General Terms and Conditions of Business (T & C)

The contractual language is German. The T&Cs, legal notice and disclaimer are applicable in the German version. The English version is solely for the purpose of providing non-binding information.

1. Area of validity

The following terms and conditions shall apply to legal transactions and arrangements made with HANSSON ÜBERSETZUNGEN GmbH, Julius-Kühn-Platz 3, D-01896 Pulsnitz, Germany (hereinafter referred to as “the service provider”). Any conditions of business of the customer or contractual party that are in variation to these conditions shall not be valid. Statements to the contrary by the customer referring to their general terms and purchasing conditions are expressly refuted. Any variations to this require written confirmation from the service provider.

2. Conclusion of contract / Customer’s right to cancel


In the case of translations an accepted offer constitutes a service contract being concluded that is subject to remuneration as defined by Section 631 BGB (German Civil Code). Until completion of the service the customer is entitled to cancel the contract, albeit exclusively for cause.

3. Scope of the translation / Delivery periods

The translation shall be executed in accordance with proper professional standards. The service provider shall be afforded reasonable delivery periods.

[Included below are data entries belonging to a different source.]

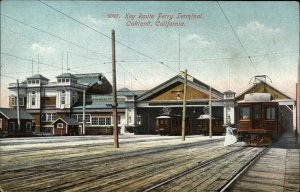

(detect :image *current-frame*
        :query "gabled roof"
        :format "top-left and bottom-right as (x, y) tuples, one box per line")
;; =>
(52, 117), (79, 125)
(236, 82), (292, 100)
(56, 73), (76, 79)
(224, 90), (235, 94)
(0, 108), (34, 120)
(137, 75), (223, 101)
(74, 73), (105, 86)
(27, 74), (49, 81)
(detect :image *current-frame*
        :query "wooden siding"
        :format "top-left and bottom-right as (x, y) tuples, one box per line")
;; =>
(150, 84), (215, 101)
(0, 114), (33, 136)
(41, 97), (56, 106)
(8, 96), (27, 109)
(53, 120), (68, 135)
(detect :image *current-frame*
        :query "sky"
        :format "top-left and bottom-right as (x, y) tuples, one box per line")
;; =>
(1, 0), (299, 107)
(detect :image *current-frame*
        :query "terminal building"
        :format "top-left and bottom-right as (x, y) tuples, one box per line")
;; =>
(0, 73), (299, 135)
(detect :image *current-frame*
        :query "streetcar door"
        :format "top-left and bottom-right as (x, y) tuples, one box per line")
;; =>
(252, 104), (262, 129)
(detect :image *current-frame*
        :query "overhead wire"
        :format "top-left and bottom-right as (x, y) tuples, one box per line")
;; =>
(1, 13), (110, 59)
(217, 1), (258, 73)
(0, 52), (77, 73)
(39, 0), (178, 73)
(1, 26), (109, 62)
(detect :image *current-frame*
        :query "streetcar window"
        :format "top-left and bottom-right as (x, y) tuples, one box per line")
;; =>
(266, 106), (275, 120)
(240, 106), (250, 120)
(253, 105), (261, 119)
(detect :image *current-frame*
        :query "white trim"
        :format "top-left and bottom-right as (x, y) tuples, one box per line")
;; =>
(25, 122), (32, 133)
(8, 121), (16, 133)
(0, 111), (9, 119)
(56, 123), (64, 129)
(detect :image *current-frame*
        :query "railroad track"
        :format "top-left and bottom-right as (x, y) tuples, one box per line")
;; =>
(0, 138), (226, 191)
(0, 139), (270, 191)
(143, 147), (269, 192)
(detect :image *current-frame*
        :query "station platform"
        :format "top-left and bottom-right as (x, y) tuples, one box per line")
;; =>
(230, 134), (300, 192)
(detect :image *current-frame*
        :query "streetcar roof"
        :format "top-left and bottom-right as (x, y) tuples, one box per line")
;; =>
(240, 93), (272, 103)
(156, 115), (171, 119)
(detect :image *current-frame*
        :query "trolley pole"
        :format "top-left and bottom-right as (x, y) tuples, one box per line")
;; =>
(181, 69), (187, 141)
(17, 79), (21, 132)
(111, 30), (119, 148)
(209, 86), (212, 138)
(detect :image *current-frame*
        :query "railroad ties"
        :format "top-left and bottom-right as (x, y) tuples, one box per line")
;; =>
(0, 136), (297, 191)
(231, 134), (300, 192)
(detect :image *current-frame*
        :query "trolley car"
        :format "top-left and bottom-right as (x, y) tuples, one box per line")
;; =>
(156, 115), (189, 135)
(197, 114), (225, 135)
(238, 93), (283, 145)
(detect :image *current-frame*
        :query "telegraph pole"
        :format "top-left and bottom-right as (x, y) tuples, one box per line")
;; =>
(17, 79), (21, 132)
(82, 88), (85, 135)
(181, 69), (187, 141)
(209, 86), (212, 138)
(111, 30), (119, 148)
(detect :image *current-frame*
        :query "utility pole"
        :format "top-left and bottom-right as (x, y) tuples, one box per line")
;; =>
(17, 79), (21, 132)
(178, 35), (181, 72)
(209, 86), (212, 138)
(111, 30), (119, 148)
(38, 53), (40, 74)
(61, 52), (64, 74)
(82, 89), (85, 135)
(0, 59), (2, 108)
(181, 69), (187, 141)
(67, 51), (69, 73)
(31, 58), (33, 76)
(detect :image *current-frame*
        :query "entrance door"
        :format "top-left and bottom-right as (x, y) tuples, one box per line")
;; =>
(252, 104), (263, 129)
(9, 122), (16, 133)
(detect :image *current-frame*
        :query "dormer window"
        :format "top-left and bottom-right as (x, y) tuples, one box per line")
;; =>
(61, 90), (66, 105)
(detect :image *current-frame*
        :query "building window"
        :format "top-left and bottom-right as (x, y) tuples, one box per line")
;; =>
(99, 117), (105, 125)
(42, 113), (55, 122)
(11, 97), (17, 106)
(117, 115), (121, 125)
(266, 106), (275, 120)
(11, 97), (24, 106)
(71, 114), (91, 123)
(92, 117), (111, 125)
(19, 97), (24, 106)
(240, 106), (250, 120)
(136, 115), (142, 125)
(92, 117), (99, 125)
(31, 95), (35, 106)
(26, 122), (31, 132)
(61, 96), (66, 105)
(105, 118), (111, 125)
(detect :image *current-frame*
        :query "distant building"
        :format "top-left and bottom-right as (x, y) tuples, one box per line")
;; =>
(0, 108), (34, 136)
(235, 81), (296, 132)
(52, 117), (80, 135)
(8, 73), (112, 133)
(136, 75), (225, 134)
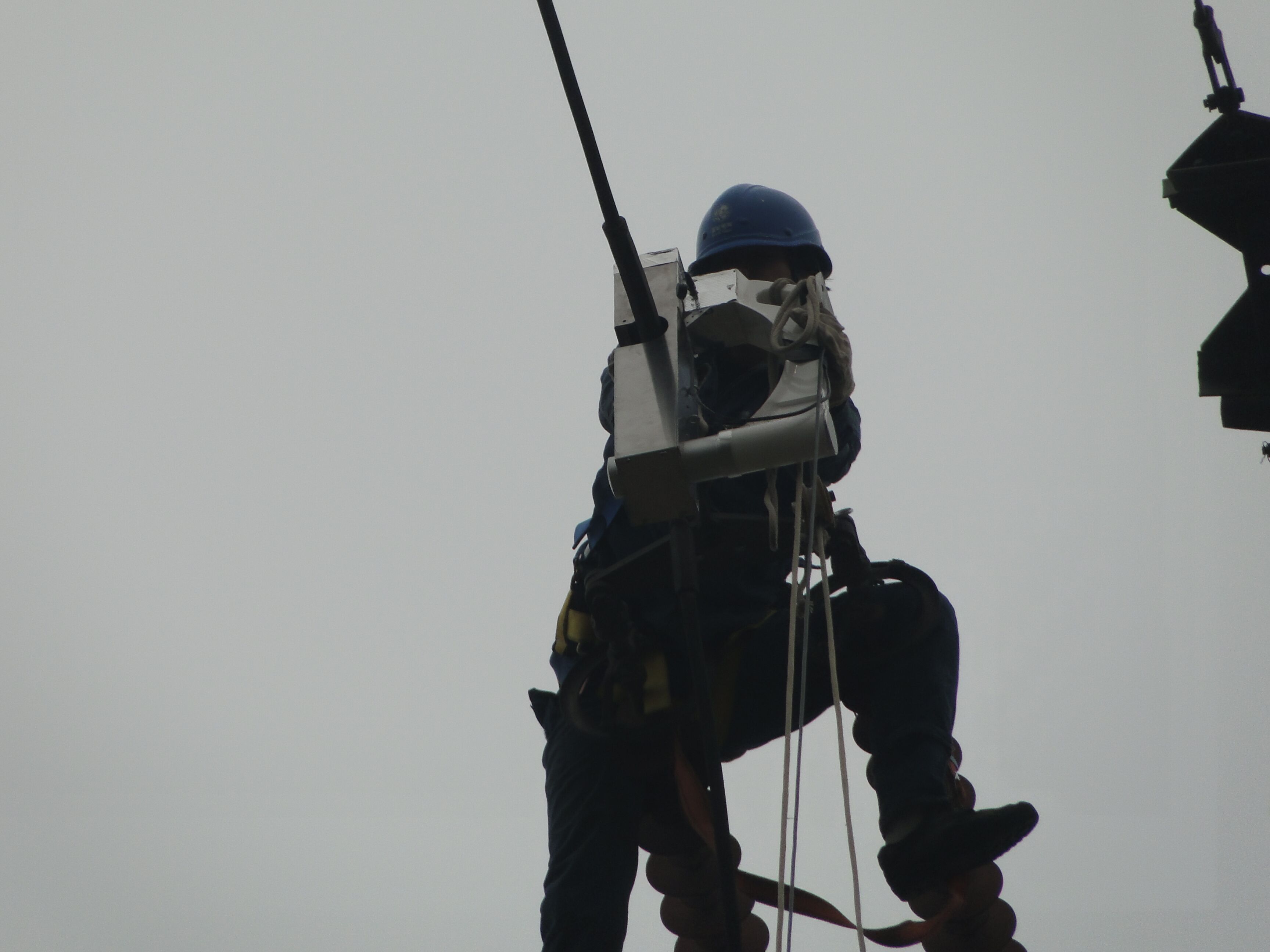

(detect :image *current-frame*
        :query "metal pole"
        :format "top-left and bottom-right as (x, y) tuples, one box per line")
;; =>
(538, 0), (666, 340)
(538, 0), (740, 952)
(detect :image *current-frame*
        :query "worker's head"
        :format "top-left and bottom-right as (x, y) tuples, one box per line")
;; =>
(688, 184), (833, 281)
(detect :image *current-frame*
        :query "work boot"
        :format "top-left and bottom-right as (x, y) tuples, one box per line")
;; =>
(878, 802), (1038, 901)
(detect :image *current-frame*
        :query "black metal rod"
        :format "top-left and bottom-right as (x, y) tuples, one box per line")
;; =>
(671, 519), (740, 952)
(538, 0), (666, 340)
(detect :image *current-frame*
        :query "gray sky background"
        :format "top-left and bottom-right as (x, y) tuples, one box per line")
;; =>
(0, 0), (1270, 952)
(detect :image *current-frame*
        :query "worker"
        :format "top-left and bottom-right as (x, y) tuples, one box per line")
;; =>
(531, 184), (1036, 952)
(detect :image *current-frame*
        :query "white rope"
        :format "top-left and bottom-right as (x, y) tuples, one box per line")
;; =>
(815, 529), (865, 952)
(785, 354), (825, 948)
(776, 479), (803, 952)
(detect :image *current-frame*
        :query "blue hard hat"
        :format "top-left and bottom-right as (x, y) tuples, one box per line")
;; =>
(688, 183), (833, 277)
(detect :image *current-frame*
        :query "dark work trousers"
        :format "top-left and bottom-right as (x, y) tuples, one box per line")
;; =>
(534, 584), (958, 952)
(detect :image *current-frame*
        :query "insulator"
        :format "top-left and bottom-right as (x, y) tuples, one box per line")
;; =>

4. Customer's obligation to cooperate and provide information

The customer shall inform the service provider without prompting and in good time about specific requirements concerning the type of execution of the translation. These could for example be the planned purpose, target country, delivery on data carriers, number of copies, degree of readiness for printing and external form of the translation.

Should the translation be planned for printing the customer shall provide the service provider with a proof in good time so that the latter can correct possible errors. Names and figures shall be checked by the customer.

Upon placing the order, the customer shall deliver such information and documents that are required for the translation to the service provider without prompting. Such information may consist of particular terminology from the customer, illustrations, drawings, tables, abbreviations and internal terms. In the case of particularly demanding texts the service provider is to be appropriately instructed by the customer irrespective of the aforementioned obligations of the customer.

The service provider is not accountable for errors and delays which are caused by insufficient or delayed delivery of the information material and instructions.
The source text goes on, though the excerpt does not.